Objective: To gain an understanding of current attitudes among oncologists and pathologists to prospective HER2 testing in breast cancer and to gauge whether a national consensus exists regarding extent and quality of testing.

Design: Qualitative study, with semi-quantitative components, using emailed questionnaires and open-ended discussion documents.

Participants: 186 relevant specialists, including 76 breast oncologists and 99 pathologists, representing all but three of the UK cancer networks.

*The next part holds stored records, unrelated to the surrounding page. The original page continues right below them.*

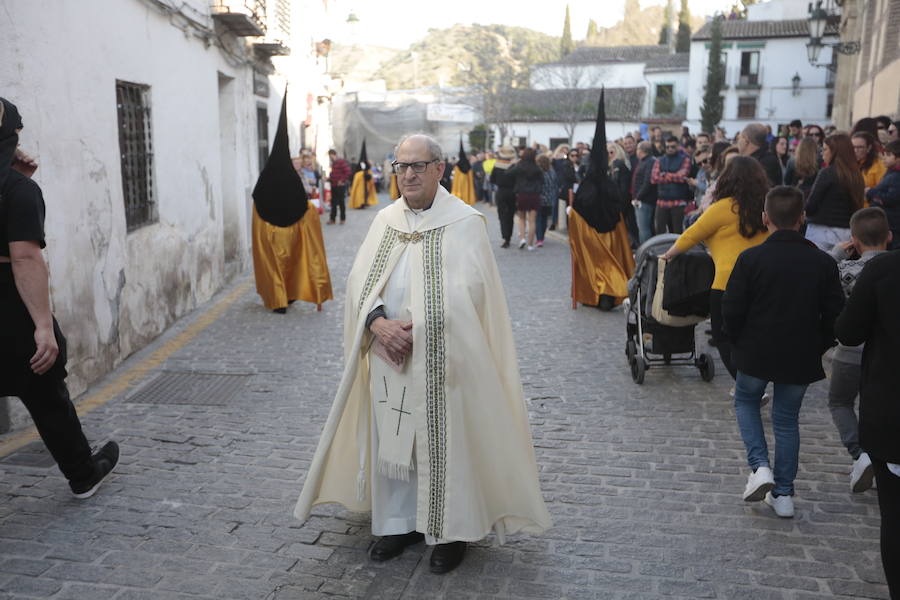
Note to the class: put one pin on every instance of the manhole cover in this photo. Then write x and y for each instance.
(190, 388)
(32, 455)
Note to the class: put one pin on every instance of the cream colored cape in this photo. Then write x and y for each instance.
(475, 462)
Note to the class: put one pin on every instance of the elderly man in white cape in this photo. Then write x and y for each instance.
(429, 430)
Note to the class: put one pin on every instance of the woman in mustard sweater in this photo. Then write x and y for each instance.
(731, 224)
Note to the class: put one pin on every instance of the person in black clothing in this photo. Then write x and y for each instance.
(620, 171)
(872, 317)
(779, 308)
(32, 346)
(752, 142)
(838, 192)
(529, 183)
(504, 196)
(644, 191)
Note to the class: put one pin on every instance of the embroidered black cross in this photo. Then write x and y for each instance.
(400, 411)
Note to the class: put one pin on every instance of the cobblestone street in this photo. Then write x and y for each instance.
(643, 482)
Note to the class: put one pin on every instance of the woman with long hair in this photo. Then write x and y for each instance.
(529, 182)
(837, 193)
(865, 150)
(731, 224)
(803, 166)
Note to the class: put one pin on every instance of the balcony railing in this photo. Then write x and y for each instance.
(245, 18)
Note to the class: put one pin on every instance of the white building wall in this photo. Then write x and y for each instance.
(679, 79)
(114, 291)
(542, 131)
(780, 59)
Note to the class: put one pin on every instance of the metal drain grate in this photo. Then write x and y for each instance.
(211, 389)
(34, 454)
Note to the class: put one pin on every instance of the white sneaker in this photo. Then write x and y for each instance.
(782, 505)
(862, 474)
(759, 484)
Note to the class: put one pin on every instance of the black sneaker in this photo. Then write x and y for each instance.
(105, 461)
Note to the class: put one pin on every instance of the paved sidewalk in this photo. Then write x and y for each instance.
(643, 482)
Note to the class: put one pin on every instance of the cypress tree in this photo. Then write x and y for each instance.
(566, 45)
(711, 110)
(683, 41)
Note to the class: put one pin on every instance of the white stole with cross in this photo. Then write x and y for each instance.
(396, 396)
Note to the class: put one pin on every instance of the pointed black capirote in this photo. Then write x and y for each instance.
(463, 163)
(9, 137)
(363, 157)
(598, 200)
(279, 196)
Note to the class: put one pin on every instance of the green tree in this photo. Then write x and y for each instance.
(683, 41)
(711, 110)
(566, 45)
(592, 31)
(666, 31)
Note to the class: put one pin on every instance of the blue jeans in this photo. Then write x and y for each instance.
(543, 213)
(644, 213)
(748, 391)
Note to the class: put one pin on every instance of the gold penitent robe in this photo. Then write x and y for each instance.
(602, 262)
(473, 457)
(289, 262)
(463, 186)
(362, 192)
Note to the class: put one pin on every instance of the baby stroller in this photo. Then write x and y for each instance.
(651, 342)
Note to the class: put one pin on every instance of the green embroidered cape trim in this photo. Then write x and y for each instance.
(388, 240)
(435, 378)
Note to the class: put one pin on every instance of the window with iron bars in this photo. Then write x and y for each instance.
(283, 18)
(136, 152)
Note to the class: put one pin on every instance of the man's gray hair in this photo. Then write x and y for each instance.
(756, 134)
(434, 148)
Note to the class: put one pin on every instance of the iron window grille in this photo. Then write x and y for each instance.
(747, 107)
(136, 151)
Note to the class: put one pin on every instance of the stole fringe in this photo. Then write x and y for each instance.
(361, 485)
(393, 470)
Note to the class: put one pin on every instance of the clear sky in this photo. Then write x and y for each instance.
(398, 23)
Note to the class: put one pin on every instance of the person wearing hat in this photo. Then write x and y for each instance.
(505, 195)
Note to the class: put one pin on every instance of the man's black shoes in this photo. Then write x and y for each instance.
(392, 545)
(446, 557)
(104, 462)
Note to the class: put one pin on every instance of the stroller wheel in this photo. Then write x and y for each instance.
(707, 367)
(638, 369)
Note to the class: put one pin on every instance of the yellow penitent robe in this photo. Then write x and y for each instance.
(362, 192)
(602, 262)
(463, 186)
(394, 190)
(289, 263)
(475, 465)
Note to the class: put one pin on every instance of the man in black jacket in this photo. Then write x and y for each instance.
(752, 142)
(872, 316)
(779, 309)
(32, 346)
(644, 191)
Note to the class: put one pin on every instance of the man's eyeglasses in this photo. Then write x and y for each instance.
(418, 166)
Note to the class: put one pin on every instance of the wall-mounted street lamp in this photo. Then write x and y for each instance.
(818, 21)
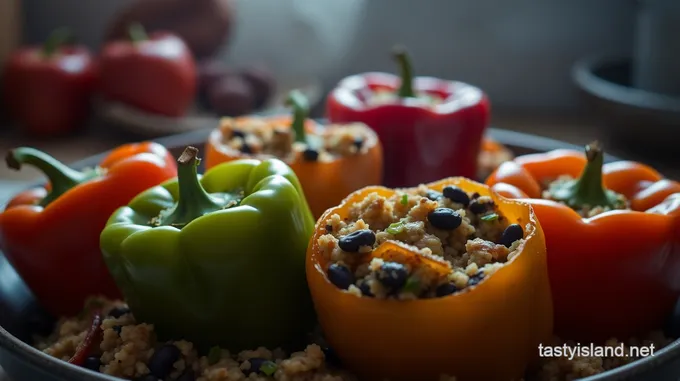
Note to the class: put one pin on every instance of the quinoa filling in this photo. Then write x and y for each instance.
(387, 96)
(129, 349)
(418, 244)
(259, 136)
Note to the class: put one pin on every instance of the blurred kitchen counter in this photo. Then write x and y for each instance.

Results: A strong consensus was seen in favour of universal, non-selective testing for HER-2 at the point of breast cancer diagnosis. Similarly, an overwhelming majority of participants agreed that, to optimise the quality of test results, all laboratories undertaking HER2 testing should be CPA-accredited, should participate in the recognised national external quality assessment scheme (UK NEQAS) and should carry out a formal annual audit of its testing service. A further recommendation that testing be restricted to laboratories undertaking a minimum 250 tests per annum for immunohistochemistry (IHC) and 100 tests per annum for in-situ hybridization techniques (FISH or CISH) met with majority support. However, this was not a clear consensus; a significant minority of participants favoured continued use of local services falling short of these criteria.

Conclusion: This study was successful in gauging national specialist opinion regarding the extent and quality assurance of HER2 testing in the UK.